日経平均は小反発、景気後退懸念くすぶる材料がちらほら

配信元:フィスコ
投稿:2023/01/27 12:19
 日経平均は小反発。18.43円高の27381.18円(出来高概算5億4407万株)で前場の取引を終えている。

 26日の米株式市場でダウ平均は205.57ドル高(+0.60%)と5日続伸。米10−12月期国内総生産(GDP)が予想を上回ったため、景気後退懸念が緩和し、買いが先行。金利上昇も限定的で、投資家心理の改善に伴い終日堅調に推移した。前日に決算を発表したテスラが急伸するなどハイテクも堅調で、ナスダック総合指数は+1.75%と3日ぶり大幅反発。米国株高を引き継いで日経平均は65.66円高からスタート。しかし、心理的な節目の27500円を手前に失速すると、一時マイナスに転じる場面もあった。引け後に発表された米インテルの決算などが重しになったとみられる。一方、国内企業決算の反応は強弱混在で、今後の内容を見極めたいとの思惑もあり、下げ渋ると、その後は膠着感の強い展開となった。

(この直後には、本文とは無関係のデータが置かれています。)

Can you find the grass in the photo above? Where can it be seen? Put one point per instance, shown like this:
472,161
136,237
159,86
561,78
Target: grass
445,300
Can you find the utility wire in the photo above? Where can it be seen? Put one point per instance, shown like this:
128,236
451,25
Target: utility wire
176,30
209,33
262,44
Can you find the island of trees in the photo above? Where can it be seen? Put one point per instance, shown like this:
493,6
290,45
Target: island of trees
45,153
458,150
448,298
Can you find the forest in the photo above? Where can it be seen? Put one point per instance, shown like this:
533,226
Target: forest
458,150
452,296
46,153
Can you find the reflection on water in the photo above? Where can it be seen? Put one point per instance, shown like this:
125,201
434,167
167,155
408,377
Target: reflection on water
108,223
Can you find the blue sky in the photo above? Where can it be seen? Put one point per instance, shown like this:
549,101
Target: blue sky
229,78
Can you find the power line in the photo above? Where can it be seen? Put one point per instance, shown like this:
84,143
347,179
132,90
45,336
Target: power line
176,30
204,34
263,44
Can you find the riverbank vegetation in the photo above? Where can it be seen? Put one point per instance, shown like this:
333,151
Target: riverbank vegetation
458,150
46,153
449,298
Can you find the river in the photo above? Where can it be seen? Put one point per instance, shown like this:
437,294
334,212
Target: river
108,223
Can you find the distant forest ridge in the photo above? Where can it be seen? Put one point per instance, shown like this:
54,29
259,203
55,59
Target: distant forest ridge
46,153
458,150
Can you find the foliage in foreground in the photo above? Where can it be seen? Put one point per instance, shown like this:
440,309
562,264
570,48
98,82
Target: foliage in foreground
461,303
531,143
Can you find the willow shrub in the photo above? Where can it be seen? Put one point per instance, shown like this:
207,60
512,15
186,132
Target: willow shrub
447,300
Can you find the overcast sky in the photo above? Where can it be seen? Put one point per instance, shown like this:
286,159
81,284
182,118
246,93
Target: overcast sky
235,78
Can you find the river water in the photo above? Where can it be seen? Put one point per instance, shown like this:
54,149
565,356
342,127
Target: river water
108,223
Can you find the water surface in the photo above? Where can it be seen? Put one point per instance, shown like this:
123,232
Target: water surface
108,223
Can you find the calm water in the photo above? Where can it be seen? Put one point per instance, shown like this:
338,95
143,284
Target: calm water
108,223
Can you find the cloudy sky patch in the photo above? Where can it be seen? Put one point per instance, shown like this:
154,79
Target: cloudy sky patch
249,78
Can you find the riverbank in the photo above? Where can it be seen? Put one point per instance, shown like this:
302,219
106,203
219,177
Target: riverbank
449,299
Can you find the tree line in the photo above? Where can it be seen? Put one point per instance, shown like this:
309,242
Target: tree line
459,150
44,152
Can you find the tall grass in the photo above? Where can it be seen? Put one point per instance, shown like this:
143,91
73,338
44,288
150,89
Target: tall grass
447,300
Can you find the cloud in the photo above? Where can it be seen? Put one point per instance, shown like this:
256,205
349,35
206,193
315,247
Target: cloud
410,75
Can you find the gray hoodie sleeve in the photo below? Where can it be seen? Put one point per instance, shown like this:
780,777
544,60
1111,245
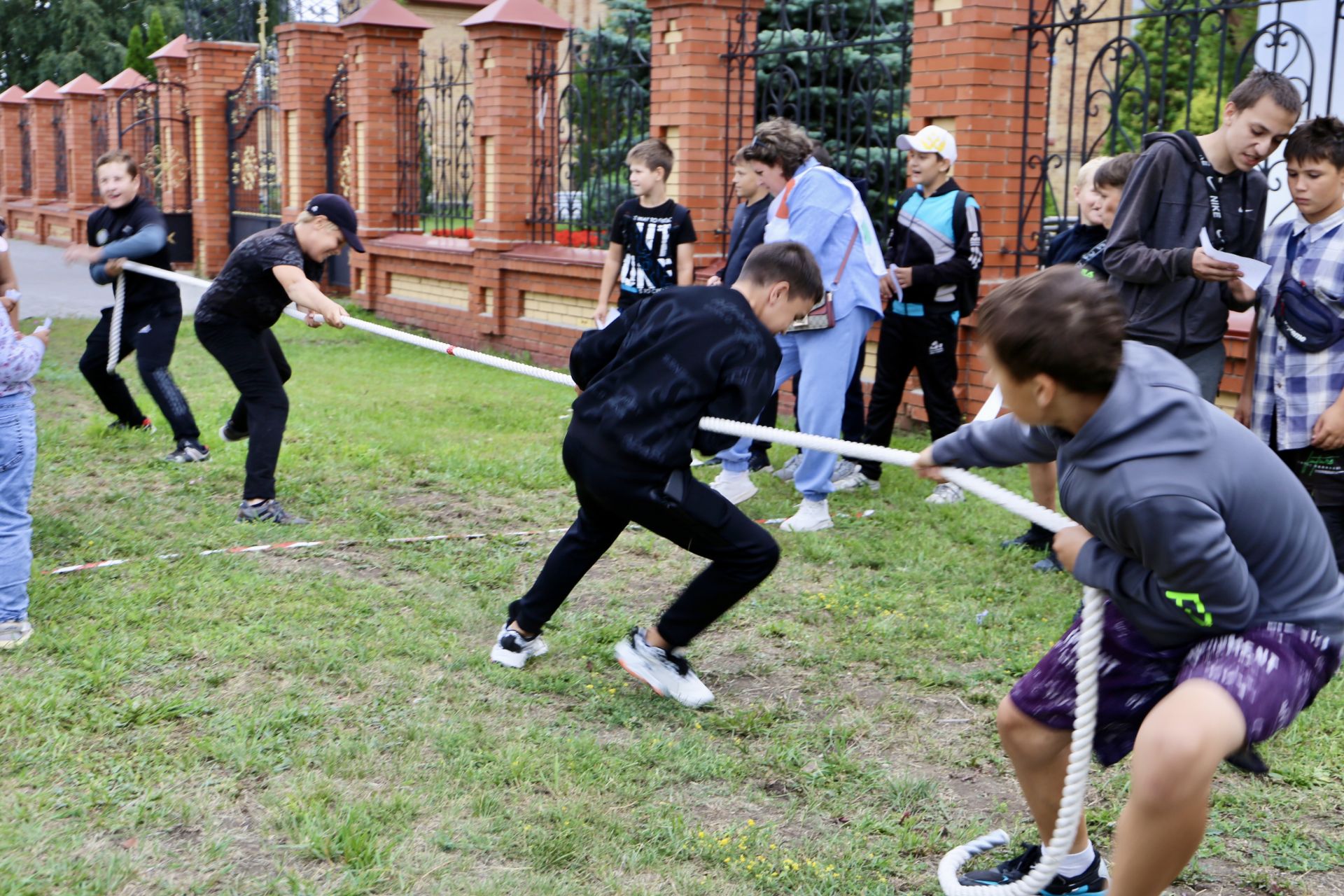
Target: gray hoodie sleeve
1126,254
1186,570
1000,442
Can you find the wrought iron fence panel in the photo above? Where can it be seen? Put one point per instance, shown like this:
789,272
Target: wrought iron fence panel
1110,71
590,106
841,70
435,163
253,120
155,128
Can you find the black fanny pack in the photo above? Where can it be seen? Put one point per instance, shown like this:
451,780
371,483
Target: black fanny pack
1308,320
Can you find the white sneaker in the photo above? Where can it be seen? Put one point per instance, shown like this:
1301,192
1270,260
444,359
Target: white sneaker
790,466
511,649
812,516
854,481
14,633
668,673
736,486
946,493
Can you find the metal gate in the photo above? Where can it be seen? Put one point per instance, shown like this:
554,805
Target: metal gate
153,127
253,120
340,164
840,70
1112,71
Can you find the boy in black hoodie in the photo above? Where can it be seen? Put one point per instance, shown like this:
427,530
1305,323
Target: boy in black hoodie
1176,298
644,383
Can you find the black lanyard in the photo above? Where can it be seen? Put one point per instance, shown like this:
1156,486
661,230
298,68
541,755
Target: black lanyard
1092,253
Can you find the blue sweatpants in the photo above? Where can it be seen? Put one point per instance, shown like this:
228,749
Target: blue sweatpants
825,359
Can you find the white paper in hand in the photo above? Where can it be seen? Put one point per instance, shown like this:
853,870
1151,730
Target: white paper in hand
1253,272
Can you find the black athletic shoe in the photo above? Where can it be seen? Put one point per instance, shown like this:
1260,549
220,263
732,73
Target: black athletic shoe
1091,881
188,451
1034,539
230,434
268,511
143,426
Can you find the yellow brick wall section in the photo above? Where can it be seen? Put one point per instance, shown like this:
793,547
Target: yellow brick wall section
424,289
558,309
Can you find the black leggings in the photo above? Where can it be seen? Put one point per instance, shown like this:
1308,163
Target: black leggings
260,371
683,511
152,335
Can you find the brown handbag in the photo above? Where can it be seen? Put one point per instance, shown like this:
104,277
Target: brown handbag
823,315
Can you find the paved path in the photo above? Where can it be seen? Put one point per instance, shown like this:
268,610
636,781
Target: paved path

 個別では、外資証券による業界見通しの引き下げを背景に郵船<9101>商船三井<9104>川崎汽船<9107>の海運大手が揃って大幅続落。米インテルの低調な決算を受けてアドバンテスト<6857>ディスコ<6146>、SUMCO<3436>などの半導体関連のほか、イビデン<4062>新光電工<6967>などハイテクの一角が下落。決算が嫌気され、ペガサス<
6262>、ゴールドクレスト<8871>東邦チタニウム<5727>が急落し、大阪チタ<5726>は連れ安。富士電機<6504>も一過性費用の計上による営業減益や産業向け半導体受注の減速が嫌気されて大きく下落。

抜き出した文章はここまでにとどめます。